Wortführer der Opposition ruft zur zivilen Ungehorsamkeit
Freitag, 16. Februar 2007

Einige Standpunkte zur Regierung Raul Castros

 

Autor: Dr. Darsi Ferrer Ramírez.

Das Verschwinden von Fidel Castro aus der politischen Szene hat große Erwartungen geweckt. Auf der Tagesordnung steht die Zukunft Kubas. Der herausragende Oppositionelle, Darsi Ferrer , schreibt über die am Häufigsten auftretenden Meinungen zur gegenwärtigen Lage in Kuba. Zugleich kritisiert er die Wortführer der Opposition wegen ihrer abwartenden Haltung. Dieser Brief ist Mahnung und zugleich ein Aufruf an die Opposition jetzt zu handeln.

 

deisiferrerAugenblicklich werden unter den Kuba-Experten zahlreiche Alternativen bezüglich der kurzfristigen Zukunft Kubas geäußert. Die Meisten ihrer Voraussagen sprechen Raúl Castro die Fähigkeit zu, Reformen im chinesischen Styl einzuleiten. Andere Stimmen glauben, der Tod Fidel Castros führe das Ende der Stabilität und der Gehorsamkeit des Volkes herbei. Einige behaupten sogar, die Erkrankung Castros hat hinter den Kulissen einen Machtkampf innerhalb der Nomenklatura entfacht.

Es gibt ebenfalls Experten, die den USA und der Europäischen Union eine Rolle bei einem möglichen Zusammenbruch der Tyrannei zu sprechen.  

Inmitten aller Wahrsagungen versuchen die Vertreter des Regimes der Welt glaubhaft zu machen, dass Castro sich auf dem Wege der Besserung befindet und somit die Kontinuität des politischen Systems gewährleistet ist.

Man kann nicht von der Hand weisen, dass die eine oder die andere Möglichkeit tatsächlich eintritt. Jedoch sind sie nicht die einzigen Alternativen.

Das Schicksal Castros beeinflusst die Lage in Kuba, aber die entscheidenden Faktoren liegen anderswo.

Meines Erachtens ist entscheidend, dass Fidel Castro aus der Politik ausgeschieden ist. Seine körperliche und geistige Unfähigkeit machen seine Rückkehr unmöglich.

Ein weiterer wichtiger Faktor ist die Frage, ob Raul Castros die Fähigkeit besitzt, den für das Land dringend benötigten Reformprozess einzuleiten. Nicht ganz irrelevant ist weiterhin die Frage, ob er tatsächlich sieht, dass Reformen erforderlich sind.

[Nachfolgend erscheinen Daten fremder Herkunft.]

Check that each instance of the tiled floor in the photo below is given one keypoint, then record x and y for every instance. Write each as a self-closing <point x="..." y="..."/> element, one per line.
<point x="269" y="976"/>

Bislang erfolgte die Nachfolge Fidel Castros reibungslos. Im Innland wird sie akzeptiert und im Ausland legitimiert.

Aber man darf dabei eines nicht übersehen: Die Machthaber sind weder Willens noch interessiert dem Volk Freiheit zu schenken.

Für mich ist die entscheidende Frage nicht - die Reaktion auf das von Castro hinterlassene Machtvakuum-  sondern die Reaktion der Dissidenten auf die neue Situation.

Ich glaube, dass der von der Opposition angestrebte Dialog mit der Regierung erst stattfinden wird, wenn sich die Tyrannei durch den inneren Druck ernsthaft bedroht fühlt.

Es ist illusorisch, auf Lösungen aus dem Ausland oder gutmütigen Gesten der kubanischen Regierung zu warten. Eine solche Haltung spricht dem Volk das eigene Potential ab.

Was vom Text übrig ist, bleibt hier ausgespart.